Proprio l’uso dell’espressione «Superbonus», associata a percentuali di sconto in apparenza così importanti, potrebbe far suonare un campanello d’allarme tra i lettori più attenti. D’altronde è stato un altro «Superbonus», quello edilizio, che nella sua versione originaria del 2020 introduceva una detrazione del 110% delle spese per interventi di efficientamento energetico sugli immobili (con possibilità di sconto in fattura e cessione del credito), ad assestare un duro colpo alla sostenibilità delle nostre finanze pubbliche. In quel caso si trattò però di un meccanismo ben più dirompente dal punto di vista dei costi, in grado di addossare decine di miliardi di deficit pubblico aggiuntivo a un Paese come il nostro già fortemente indebitato. Stavolta per la maxideduzione si prevede un finanziamento complessivo, quest’anno, di 1,3 miliardi di euro, decisamente più contenuto quindi. Soprattutto, è diversa la filosofia di fondo che ispira i due «bonus». Nel 2020 l’obiettivo fu quello di trasmettere uno shock positivo a un’economia immobilizzata dalla pandemia e dai conseguenti lockdown, concentrando le risorse (ma non i controlli) su un solo settore produttivo, cioè l’edilizia, e senza ipotizzare alcun criterio selettivo per quel che riguarda i potenziali beneficiari (il che ha generato per esempio effetti distorsivi a favore dei più ricchi). Stavolta, invece, per l’attuale Governo la finalità del nuovo bonus lavoro è quella di favorire l’occupazione stabile, e per questa ragione non si è previsto di aiutare uno specifico settore produttivo, offrendo piuttosto una possibilità a tutte le aziende – esclusi imprenditori agricoli e coloro che svolgono attività commerciali in via occasionale – che puntano ad assumere di più. Si tratta in definitiva di uno sconto fiscale concentrato sul lavoro, in linea con altre misure varate da questo Governo, come il taglio del cuneo fiscale per i redditi più bassi, e con provvedimenti più minuti come gli sgravi per le assunzioni di giovani o la «decontribuzione Sud», e per questa ragione anche socialmente più sostenibile.

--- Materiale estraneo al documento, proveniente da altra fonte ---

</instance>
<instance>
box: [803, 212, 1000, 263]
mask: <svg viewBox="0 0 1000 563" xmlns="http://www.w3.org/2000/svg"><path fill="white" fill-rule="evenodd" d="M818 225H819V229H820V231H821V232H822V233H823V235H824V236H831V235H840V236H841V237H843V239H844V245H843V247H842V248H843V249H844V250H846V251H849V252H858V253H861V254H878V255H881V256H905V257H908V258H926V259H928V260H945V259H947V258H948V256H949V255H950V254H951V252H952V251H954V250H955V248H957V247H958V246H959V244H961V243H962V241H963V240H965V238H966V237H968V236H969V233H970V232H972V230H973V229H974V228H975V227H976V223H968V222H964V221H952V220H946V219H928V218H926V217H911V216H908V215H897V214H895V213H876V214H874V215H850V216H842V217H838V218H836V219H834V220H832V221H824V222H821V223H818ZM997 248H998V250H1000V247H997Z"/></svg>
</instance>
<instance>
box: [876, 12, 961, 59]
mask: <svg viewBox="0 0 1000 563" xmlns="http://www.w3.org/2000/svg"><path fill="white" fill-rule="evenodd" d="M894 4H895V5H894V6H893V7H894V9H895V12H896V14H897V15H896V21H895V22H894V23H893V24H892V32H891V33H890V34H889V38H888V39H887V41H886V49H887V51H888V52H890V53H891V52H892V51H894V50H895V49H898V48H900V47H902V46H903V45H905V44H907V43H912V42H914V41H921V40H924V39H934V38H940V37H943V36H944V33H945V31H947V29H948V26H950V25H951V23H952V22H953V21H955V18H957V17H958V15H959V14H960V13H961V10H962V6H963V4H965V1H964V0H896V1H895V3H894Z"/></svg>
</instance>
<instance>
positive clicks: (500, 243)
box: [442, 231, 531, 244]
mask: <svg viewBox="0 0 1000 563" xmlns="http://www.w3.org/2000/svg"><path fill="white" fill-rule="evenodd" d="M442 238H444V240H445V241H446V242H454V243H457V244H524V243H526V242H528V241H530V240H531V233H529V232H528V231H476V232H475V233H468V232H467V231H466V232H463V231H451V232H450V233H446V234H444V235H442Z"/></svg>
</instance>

Insomma non tutti i «bonus», per quanto strutturalmente effimeri, si equivalgono. Detto ciò, con altrettanta chiarezza, occorre ammettere che nessun bonus o sommatoria di bonus potrà consentire al nostro Paese di vincere la principale sfida con cui si confronta oggi il mondo del lavoro, quella della produttività e degli stipendi stagnanti. L’ultimo arrivato tra i bonus, per esempio, in alcuni casi potrebbe alleviare il carico fiscale su imprese che – visto l’attuale buono stato di salute dell’occupazione – avrebbero comunque assunto nuovi dipendenti, comportando così un costo aggiuntivo per lo Stato senza implicare una spinta virtuosa alla crescita. La storia insegna: la produttività del lavoro in Italia iniziò a declinare negli anni ’90 del secolo scorso, quando troppe imprese non seppero adeguarsi al cambio di paradigma del digitale e dell’Ict. Oggi, di fronte a nuove macro-tendenze come la ristrutturazione delle catene globali del valore o la rivoluzione dell’intelligenza artificiale, non ci salverà un bonus pur decentemente congegnato.